More Grand Canyon Overflights Allowed
July 03, 2012

Photo by Laurel Morales
Tourists wait to board a helicopter at Grand Canyon Airport for a tour of the national park.

FLAGSTAFF, Ariz. -- Congress cleared the way for more helicopter and airplane tours over Grand Canyon National Park in a late addition to Friday’s massive transportation bill. The move has left the National Park Service and conservationists reeling.

Arizona and Nevada lawmakers thwarted efforts by the National Park Service to reduce noise at the canyon. The Park Service was set to release its plan for tougher noise standards later this month.
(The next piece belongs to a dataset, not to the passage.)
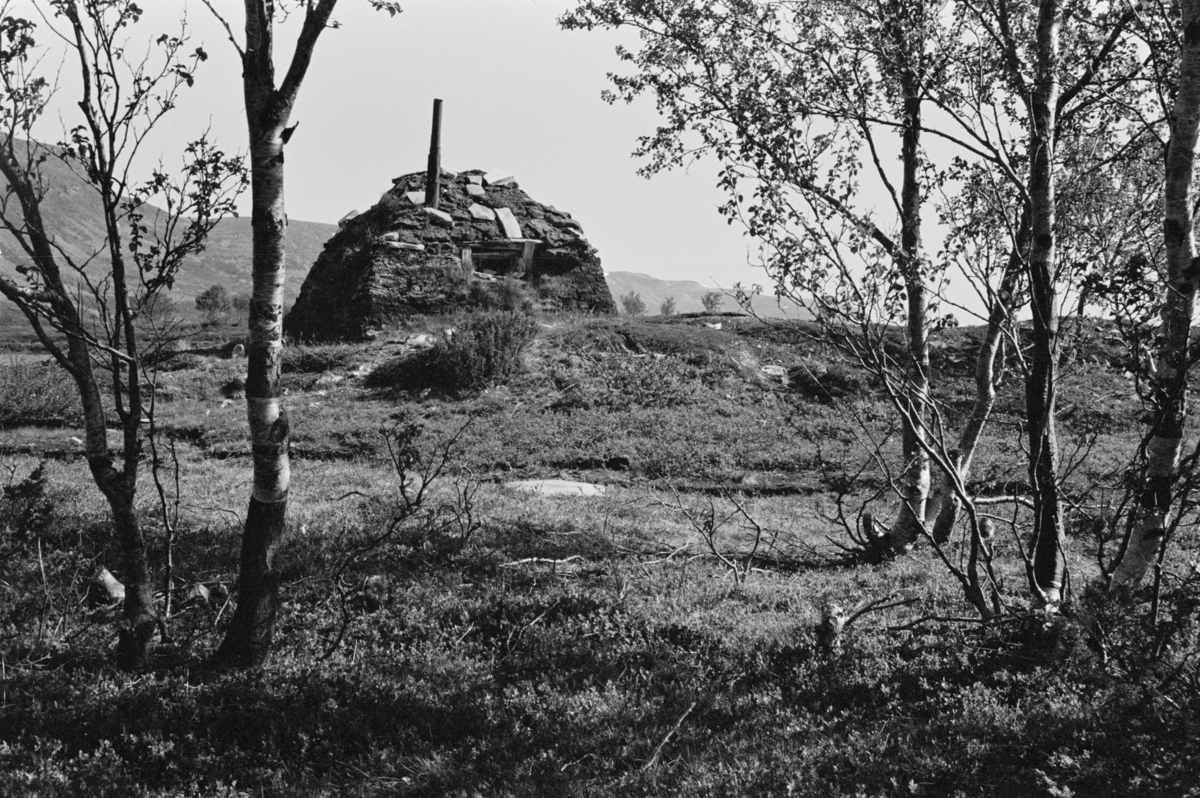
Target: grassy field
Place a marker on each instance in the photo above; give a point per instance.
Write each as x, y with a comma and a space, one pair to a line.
652, 641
The agency had issued a draft plan in February that asked for no flights over two-thirds of the park for 75 percent of each day.

The bill passed by Congress maintains the status quo -- giving planes and helicopters more room to fly.

The Grand Canyon Trust’s Roger Clark and other conservationists have been working on a compromise with the Federal Aviation Administration and tour companies for many years.

"We’re just appalled that this is how our elected officials have treated a huge investment of public resources, taxpayer dollars and public participation over years and years of time, to just completely undermine that in order to pay back a campaign contribution," Clark said.

Republican Senators John McCain and Jon Kyl were not available for comment but said in a statement their plan would save jobs compared to what the National Park Service had in mind.

In the draft plan the National Park Service had actually raised the number of flights allowed but restricted the routes. It also required operators to replace noisy helicopters and planes with a quieter technology.